Yes, I do believe it is foolish to be so cut up about Maddie. I loved her, she loved me, but lamenting it does no good. Acceptance of her passing is near — if indeed it hasn’t already happened and I’m simply holding on to it as the thing to be morose about. We all, like twinkles on a sunny day’s waves, shine briefly. That I do know to be true. Other perspectives are futile. Grief, loss — these are the great teachers surely. Understand that what one has will pass. Blair as the incumbent prime minister talking with Ted Heath at a gathering of former PMs, years of the job behind him, years of it to go, but there it is, suddenly over now.
There really is nought to do except look forward, and have special times and places to remember those whom one personally loved and venerated. And try to learn the lessons of grief: Whatever one thinks one possesses — a companion, good health, certain surroundings, a frame of mind — will pass. What won’t pass: I guess that’s the question.
One thing that seems not to pass is my love of swaying trees, and I’m confident that both the wind and the trees will be here until my time too is done, and that unless I’m both blinded and deafened I shall be able to lie beneath them and hear and see and feel their sway. Beyond that there seems to be little except passing comforts. Genesis. Nietzsche. Joyce. Melville. Telly binge-watching. And yet, it seems to make a difference to me under what regime a tree grows. Britain? America? Israel? And so the cycle of futile thoughts makes another round.

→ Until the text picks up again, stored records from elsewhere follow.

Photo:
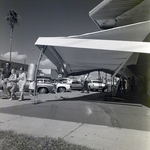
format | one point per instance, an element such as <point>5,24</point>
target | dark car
<point>44,85</point>
<point>76,85</point>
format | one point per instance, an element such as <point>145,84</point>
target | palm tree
<point>12,19</point>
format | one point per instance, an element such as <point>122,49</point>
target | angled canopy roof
<point>77,55</point>
<point>112,13</point>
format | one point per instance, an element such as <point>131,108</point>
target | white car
<point>63,87</point>
<point>96,85</point>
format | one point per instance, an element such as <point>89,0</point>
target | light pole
<point>26,55</point>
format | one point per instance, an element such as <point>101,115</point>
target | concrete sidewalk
<point>94,136</point>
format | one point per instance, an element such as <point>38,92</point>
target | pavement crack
<point>111,114</point>
<point>72,131</point>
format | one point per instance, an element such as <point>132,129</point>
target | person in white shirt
<point>12,83</point>
<point>21,82</point>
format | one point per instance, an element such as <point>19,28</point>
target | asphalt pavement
<point>80,118</point>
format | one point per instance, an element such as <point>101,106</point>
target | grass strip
<point>10,140</point>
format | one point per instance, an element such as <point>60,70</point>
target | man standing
<point>5,75</point>
<point>85,87</point>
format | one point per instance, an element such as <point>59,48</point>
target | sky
<point>42,18</point>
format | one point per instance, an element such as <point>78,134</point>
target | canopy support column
<point>60,60</point>
<point>43,49</point>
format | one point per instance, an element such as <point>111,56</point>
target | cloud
<point>47,64</point>
<point>14,56</point>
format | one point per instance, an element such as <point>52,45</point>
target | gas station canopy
<point>106,50</point>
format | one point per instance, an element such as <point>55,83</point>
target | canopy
<point>114,13</point>
<point>81,54</point>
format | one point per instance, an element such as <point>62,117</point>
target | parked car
<point>63,87</point>
<point>96,85</point>
<point>76,85</point>
<point>45,85</point>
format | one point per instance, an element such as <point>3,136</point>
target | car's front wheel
<point>43,90</point>
<point>61,89</point>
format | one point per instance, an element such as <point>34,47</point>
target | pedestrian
<point>5,75</point>
<point>21,82</point>
<point>1,83</point>
<point>133,84</point>
<point>85,87</point>
<point>12,83</point>
<point>31,88</point>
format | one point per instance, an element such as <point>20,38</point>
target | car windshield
<point>97,82</point>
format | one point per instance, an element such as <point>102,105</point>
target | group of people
<point>9,81</point>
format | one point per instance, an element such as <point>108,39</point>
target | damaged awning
<point>82,54</point>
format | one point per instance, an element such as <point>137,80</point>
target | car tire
<point>43,90</point>
<point>61,89</point>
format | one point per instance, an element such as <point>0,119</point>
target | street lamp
<point>26,55</point>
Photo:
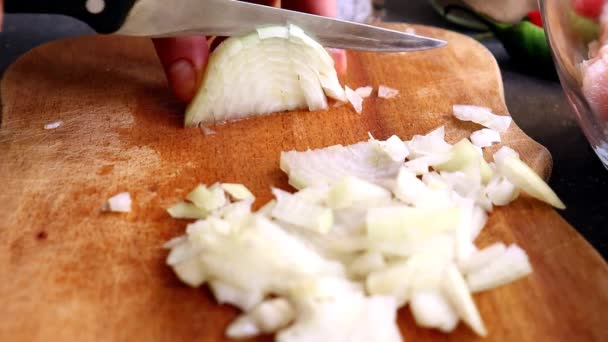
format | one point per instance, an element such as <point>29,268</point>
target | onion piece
<point>225,293</point>
<point>306,215</point>
<point>242,327</point>
<point>432,145</point>
<point>431,310</point>
<point>120,203</point>
<point>271,70</point>
<point>331,164</point>
<point>355,99</point>
<point>413,191</point>
<point>364,92</point>
<point>410,223</point>
<point>482,116</point>
<point>455,289</point>
<point>480,259</point>
<point>190,271</point>
<point>485,137</point>
<point>342,316</point>
<point>463,156</point>
<point>53,125</point>
<point>185,210</point>
<point>354,192</point>
<point>520,174</point>
<point>237,191</point>
<point>208,198</point>
<point>207,131</point>
<point>387,92</point>
<point>500,191</point>
<point>393,147</point>
<point>272,315</point>
<point>366,263</point>
<point>391,281</point>
<point>508,267</point>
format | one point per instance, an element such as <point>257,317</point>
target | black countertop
<point>537,105</point>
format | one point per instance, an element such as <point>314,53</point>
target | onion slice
<point>482,116</point>
<point>387,92</point>
<point>274,69</point>
<point>355,99</point>
<point>119,203</point>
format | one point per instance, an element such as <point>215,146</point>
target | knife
<point>169,18</point>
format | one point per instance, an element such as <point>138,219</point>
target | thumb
<point>183,59</point>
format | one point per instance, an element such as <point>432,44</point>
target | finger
<point>184,60</point>
<point>328,8</point>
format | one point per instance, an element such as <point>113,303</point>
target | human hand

Hypocritical and self-indulgent: I want to cover up the telly here in the new living room because, well, it’s a telly in the living room, hinnit, and there is no other living room, and the path of least resistance to engage the brain, thereby mind, thereby self, thereby soul, is to switch it on. And once Irit, instigator of the tellied home, retires to bed, I of course indulge in a night of British telly watching. Hours have passed. News. A documentary on what prime ministers do after retirement. Commander in Chief with Geena Davis.